SPECIAL ISSUE ON POPULISM AND THE MEDIA ACROSS EUROPE
The recent electoral success of populist actors across Europe has been accompanied by an increased interest in the varied facets of the phenomenon of “populism” and, more recently, its relationship with the media. While much attention has been paid to populist parties and political leaders, their link to the media was less in the focus. The success of populist parties has resulted in publications seeking to determine and to understand the characteristics of populist political actors and their views on the one hand, and how voters respond to them on the other. Nevertheless, analyzing the relationships between populist political actors, the media (journalists) and society (voters) is key to explain the success of populist parties and populist discourse in general.

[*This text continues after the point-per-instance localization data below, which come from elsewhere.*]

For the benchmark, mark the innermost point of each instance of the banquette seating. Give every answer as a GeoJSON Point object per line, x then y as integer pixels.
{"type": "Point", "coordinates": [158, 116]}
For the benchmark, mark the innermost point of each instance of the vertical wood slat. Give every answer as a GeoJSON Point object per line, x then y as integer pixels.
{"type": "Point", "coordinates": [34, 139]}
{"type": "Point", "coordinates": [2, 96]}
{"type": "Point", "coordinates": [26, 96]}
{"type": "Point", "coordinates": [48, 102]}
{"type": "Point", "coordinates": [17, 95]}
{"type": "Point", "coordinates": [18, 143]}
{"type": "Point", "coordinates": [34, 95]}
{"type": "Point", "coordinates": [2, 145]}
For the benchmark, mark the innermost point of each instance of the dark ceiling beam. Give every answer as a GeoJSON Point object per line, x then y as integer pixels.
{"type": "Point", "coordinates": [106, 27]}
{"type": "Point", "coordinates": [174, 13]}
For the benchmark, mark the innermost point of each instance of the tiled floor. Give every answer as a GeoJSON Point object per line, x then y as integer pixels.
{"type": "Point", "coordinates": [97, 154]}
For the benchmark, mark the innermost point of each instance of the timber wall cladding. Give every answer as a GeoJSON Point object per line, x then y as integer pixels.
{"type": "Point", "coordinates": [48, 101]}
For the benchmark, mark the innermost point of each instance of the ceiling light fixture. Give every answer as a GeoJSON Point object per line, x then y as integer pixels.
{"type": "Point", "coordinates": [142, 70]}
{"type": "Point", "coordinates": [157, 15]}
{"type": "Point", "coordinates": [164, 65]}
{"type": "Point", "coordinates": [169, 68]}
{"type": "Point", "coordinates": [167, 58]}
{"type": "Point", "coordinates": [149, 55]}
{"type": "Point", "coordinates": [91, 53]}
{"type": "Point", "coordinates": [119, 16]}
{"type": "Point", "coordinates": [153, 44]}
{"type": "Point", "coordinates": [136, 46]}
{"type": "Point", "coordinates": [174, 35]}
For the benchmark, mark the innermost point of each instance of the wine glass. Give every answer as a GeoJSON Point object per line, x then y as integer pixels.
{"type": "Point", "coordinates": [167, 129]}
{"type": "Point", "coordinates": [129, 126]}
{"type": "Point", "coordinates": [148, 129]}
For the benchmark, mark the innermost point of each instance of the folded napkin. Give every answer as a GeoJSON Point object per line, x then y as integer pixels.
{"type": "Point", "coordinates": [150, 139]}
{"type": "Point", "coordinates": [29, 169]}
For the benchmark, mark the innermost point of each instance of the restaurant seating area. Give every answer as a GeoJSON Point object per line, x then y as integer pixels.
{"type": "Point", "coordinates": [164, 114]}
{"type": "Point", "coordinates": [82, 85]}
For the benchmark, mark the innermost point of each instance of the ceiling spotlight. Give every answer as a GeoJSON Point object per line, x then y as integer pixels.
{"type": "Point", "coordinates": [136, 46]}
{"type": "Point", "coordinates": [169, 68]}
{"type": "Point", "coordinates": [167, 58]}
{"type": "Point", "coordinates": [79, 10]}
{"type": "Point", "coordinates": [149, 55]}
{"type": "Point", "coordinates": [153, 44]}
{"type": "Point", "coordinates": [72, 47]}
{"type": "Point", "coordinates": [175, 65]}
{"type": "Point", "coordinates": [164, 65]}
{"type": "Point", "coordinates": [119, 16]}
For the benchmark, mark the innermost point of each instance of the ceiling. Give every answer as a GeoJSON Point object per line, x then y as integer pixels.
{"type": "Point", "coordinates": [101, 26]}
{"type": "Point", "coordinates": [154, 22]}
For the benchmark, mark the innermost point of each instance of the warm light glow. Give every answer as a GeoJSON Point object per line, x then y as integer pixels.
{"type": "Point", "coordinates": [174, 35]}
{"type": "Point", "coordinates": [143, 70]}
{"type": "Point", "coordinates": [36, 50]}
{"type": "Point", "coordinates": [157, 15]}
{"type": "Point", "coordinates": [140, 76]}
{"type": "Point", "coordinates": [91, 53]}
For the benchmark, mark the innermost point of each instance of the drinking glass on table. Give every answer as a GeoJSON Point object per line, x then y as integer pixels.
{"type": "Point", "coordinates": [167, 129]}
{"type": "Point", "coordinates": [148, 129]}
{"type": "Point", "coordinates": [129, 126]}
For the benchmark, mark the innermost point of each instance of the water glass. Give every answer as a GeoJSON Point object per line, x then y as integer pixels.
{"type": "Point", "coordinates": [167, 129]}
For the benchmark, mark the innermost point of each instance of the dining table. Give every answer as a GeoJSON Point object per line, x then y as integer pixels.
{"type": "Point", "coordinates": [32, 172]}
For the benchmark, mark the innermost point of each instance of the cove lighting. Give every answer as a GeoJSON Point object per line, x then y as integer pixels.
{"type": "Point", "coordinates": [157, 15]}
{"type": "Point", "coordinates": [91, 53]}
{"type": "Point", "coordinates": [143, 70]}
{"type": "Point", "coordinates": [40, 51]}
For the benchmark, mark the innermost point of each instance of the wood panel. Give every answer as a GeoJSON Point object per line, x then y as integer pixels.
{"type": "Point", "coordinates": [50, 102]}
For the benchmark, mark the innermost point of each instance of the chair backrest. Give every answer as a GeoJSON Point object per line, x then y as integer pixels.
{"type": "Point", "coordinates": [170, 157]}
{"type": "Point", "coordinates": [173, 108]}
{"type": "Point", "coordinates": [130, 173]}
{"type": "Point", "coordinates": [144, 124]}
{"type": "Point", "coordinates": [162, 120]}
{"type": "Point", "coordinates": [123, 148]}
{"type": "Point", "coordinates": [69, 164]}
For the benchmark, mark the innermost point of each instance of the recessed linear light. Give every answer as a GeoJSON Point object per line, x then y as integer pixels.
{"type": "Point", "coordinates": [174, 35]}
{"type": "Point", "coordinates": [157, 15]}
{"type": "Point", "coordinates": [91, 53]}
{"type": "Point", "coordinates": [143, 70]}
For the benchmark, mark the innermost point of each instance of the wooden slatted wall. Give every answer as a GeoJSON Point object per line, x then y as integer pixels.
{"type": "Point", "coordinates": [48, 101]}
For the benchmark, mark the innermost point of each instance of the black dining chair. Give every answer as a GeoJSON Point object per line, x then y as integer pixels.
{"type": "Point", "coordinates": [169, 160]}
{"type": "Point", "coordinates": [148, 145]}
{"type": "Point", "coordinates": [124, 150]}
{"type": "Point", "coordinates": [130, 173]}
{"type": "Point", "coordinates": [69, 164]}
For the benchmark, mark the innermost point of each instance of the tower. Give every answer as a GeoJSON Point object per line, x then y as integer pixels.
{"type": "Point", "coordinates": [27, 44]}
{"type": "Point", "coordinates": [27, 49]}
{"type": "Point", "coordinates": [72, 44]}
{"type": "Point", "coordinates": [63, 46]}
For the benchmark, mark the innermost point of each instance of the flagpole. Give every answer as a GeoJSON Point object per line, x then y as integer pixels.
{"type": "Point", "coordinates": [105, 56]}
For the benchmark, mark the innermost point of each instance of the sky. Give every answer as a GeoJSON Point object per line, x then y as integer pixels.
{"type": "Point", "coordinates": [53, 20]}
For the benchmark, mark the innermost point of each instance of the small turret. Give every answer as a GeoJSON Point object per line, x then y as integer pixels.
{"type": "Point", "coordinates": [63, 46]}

Adopting the perspective of political communication in populism studies makes it possible to focus not only on ideology, but also on how it is packaged into messages, and the role that different media play in disseminating them. In fact, there is a complex relationship between populist actors and the media. On the one hand, populist parties are said to be dependent on the media for communication and they heavily feed on public attention through various forms of publicity. On the other hand, populist actors are eager to contest the traditional media, considering them as the appanage of the establishment. However, their maneuvering space has been widened thanks to a more and more sophisticated use of social media channels. The proliferation of social media has provided new space for political communication, where populist actors exercise their voice and interact with citizens who are no longer just receivers of the populist messages, but also active participants in the communication process. Insofar as populist parties usually contest the narratives of established political actors, social media may provide them with a welcome opportunity to avoid journalistic framing and contextualization. But to what extent populist parties communicate through and past traditional media, and with what effect, is still under-researched.
For this special issue we invite submissions that explore relations between populist actors, media and citizens. Particularly, we seek papers addressing the following questions: What role does the traditional and online/social media play in spreading populist messages? How do journalists perceive and approach populist actors? How much attention does the media pay to populist political actors and messages? What strategies do populist actors use to gain media attention? What are the political and social consequences of mediatization of populist political communication? What are the effects of populist messages on their audiences, in particular public sentiment towards controversial issues, and the vote? The Call for Papers welcomes papers focusing on one or more of these aspects. Comparative approaches are highly welcome.